The board recommended that the state revise the scope of the project for future risk assessment efforts, “focusing first on risks to infrastructure reliability followed by studies and environmental and safety concerns.” It recommended a combination of top-down and bottom-up approaches, and characterized the initial risk assessment as bottom-up. The board said the state should work with industry from the beginning “so that common goals can be identified and mutual cooperation can be ensured,” and recommended focusing on an end goal of risk management including methods to increase system robustness.

In analyzing the methodology developed by Doyon Emerald-ABS the board said it “appears to be too data intensive given the available resources,” and “assumes significant industry cooperation that is neither promised nor likely to be forthcoming.”

But, the board said, even if industry were willing and able to provide the requested data, “it appears unlikely that the proposed methods are doable and would be useful in identifying and ranking the risk components of the physical and operational infrastructure system.”

The board said it had requested a “worked example” of one small portion of the proposed method but was told that was not available without “significant additional funding.”

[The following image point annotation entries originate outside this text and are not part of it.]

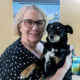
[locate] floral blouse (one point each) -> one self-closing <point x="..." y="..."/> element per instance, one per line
<point x="15" y="59"/>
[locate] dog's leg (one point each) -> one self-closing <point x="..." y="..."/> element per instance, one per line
<point x="26" y="72"/>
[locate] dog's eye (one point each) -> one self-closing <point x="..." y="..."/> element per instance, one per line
<point x="58" y="27"/>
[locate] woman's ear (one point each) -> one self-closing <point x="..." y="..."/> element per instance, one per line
<point x="69" y="29"/>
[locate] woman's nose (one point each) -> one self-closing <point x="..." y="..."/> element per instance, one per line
<point x="35" y="27"/>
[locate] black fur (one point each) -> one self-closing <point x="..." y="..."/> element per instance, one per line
<point x="61" y="48"/>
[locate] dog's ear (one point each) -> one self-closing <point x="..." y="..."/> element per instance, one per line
<point x="69" y="29"/>
<point x="48" y="27"/>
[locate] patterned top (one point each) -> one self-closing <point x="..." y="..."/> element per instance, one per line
<point x="15" y="59"/>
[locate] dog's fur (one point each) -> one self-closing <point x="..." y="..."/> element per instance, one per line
<point x="55" y="51"/>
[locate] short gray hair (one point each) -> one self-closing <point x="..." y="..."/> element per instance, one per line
<point x="19" y="16"/>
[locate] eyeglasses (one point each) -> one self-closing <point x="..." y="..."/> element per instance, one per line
<point x="30" y="23"/>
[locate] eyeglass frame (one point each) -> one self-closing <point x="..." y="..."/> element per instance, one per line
<point x="34" y="23"/>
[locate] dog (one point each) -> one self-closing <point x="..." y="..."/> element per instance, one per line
<point x="54" y="53"/>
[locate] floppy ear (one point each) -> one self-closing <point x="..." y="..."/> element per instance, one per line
<point x="48" y="27"/>
<point x="69" y="29"/>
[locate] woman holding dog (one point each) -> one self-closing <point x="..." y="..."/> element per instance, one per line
<point x="30" y="24"/>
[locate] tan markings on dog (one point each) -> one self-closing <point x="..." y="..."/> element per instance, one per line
<point x="26" y="72"/>
<point x="57" y="59"/>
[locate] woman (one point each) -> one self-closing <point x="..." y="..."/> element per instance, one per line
<point x="30" y="24"/>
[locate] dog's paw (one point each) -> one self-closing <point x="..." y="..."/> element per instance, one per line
<point x="26" y="72"/>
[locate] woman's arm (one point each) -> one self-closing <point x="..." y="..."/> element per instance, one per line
<point x="59" y="75"/>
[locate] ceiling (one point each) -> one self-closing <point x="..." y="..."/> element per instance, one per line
<point x="38" y="1"/>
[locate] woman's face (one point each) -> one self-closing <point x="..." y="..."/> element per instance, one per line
<point x="31" y="34"/>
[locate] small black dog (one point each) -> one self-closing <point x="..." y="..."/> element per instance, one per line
<point x="55" y="51"/>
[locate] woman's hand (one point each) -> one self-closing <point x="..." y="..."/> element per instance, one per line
<point x="62" y="71"/>
<point x="68" y="62"/>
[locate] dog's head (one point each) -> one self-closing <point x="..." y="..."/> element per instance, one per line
<point x="57" y="32"/>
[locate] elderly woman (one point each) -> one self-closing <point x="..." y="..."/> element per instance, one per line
<point x="30" y="24"/>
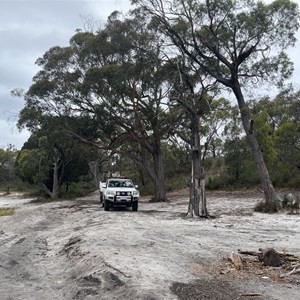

And, even if the method proposed was successful in uncovering risk factors, the board said it did not believe that the output of the project in the proposed format would be useful to the state in risk management decision making.

The data issue

The board said that for the proposed assessment to be completed given the time and funding constraints, the contract team “was apparently expecting to draw upon significant industry cooperation and voluntary assistance.”

One document, the board said, pegged a gratis industry contribution at 50,000 hours for a six-month period, some 25 man-years of work or 50 industry personnel working just on providing data for this project for six months.

Industry assistance was needed for all phases of the project, including obtaining detailed facility descriptions and historical failure data.

The board said it was “unclear that the contract team had a clear idea as to what specific data were needed to complete the assessment,” and apparently planned “to cast a very broad net and collect as much information as possible from various industry sources and then to sort through it and select what was needed.”

The approach raised “legitimate concerns” with industry, which did not know how the data would be used and how access to it would be controlled.

System complex

The board characterized two types of events with the potential for harm: large events which cause the state financial harm, such as the 2006 spills which caused BP Exploration (Alaska), the operator at Prudhoe Bay, to do a major shutdown in order to search for additional corrosion that could be the cause of further leaks; and smaller events which would have the potential to harm the environment or people, but would not cause the state financial harm.

“The approach to assessing the risks of major reliability and financial events generally requires a different approach than would be used for the environmental and safety risks,” the board said.

Large-scale events “might include communications failures involving two or more operating organizations, human factors issues …, failures of management systems …, or events outside the oil and gas infrastructure that propagate into the infrastructure. As one might expect, a detailed, bottom-up analysis of all of the infrastructure elements is unlikely to identify such overarching factors that would lead to major events.”

The board recommended starting with “the identification of situations that could cause major financial impacts,” such as an extended shutdown of the trans-Alaska oil pipeline.

The second step would be to identify events which could cause such a shutdown. Once all possible situations that might lead to major reliability events are identified, “it would be possible to conduct specific, detailed analyses in order to develop mitigation strategies to eliminate or at least manage the risks.”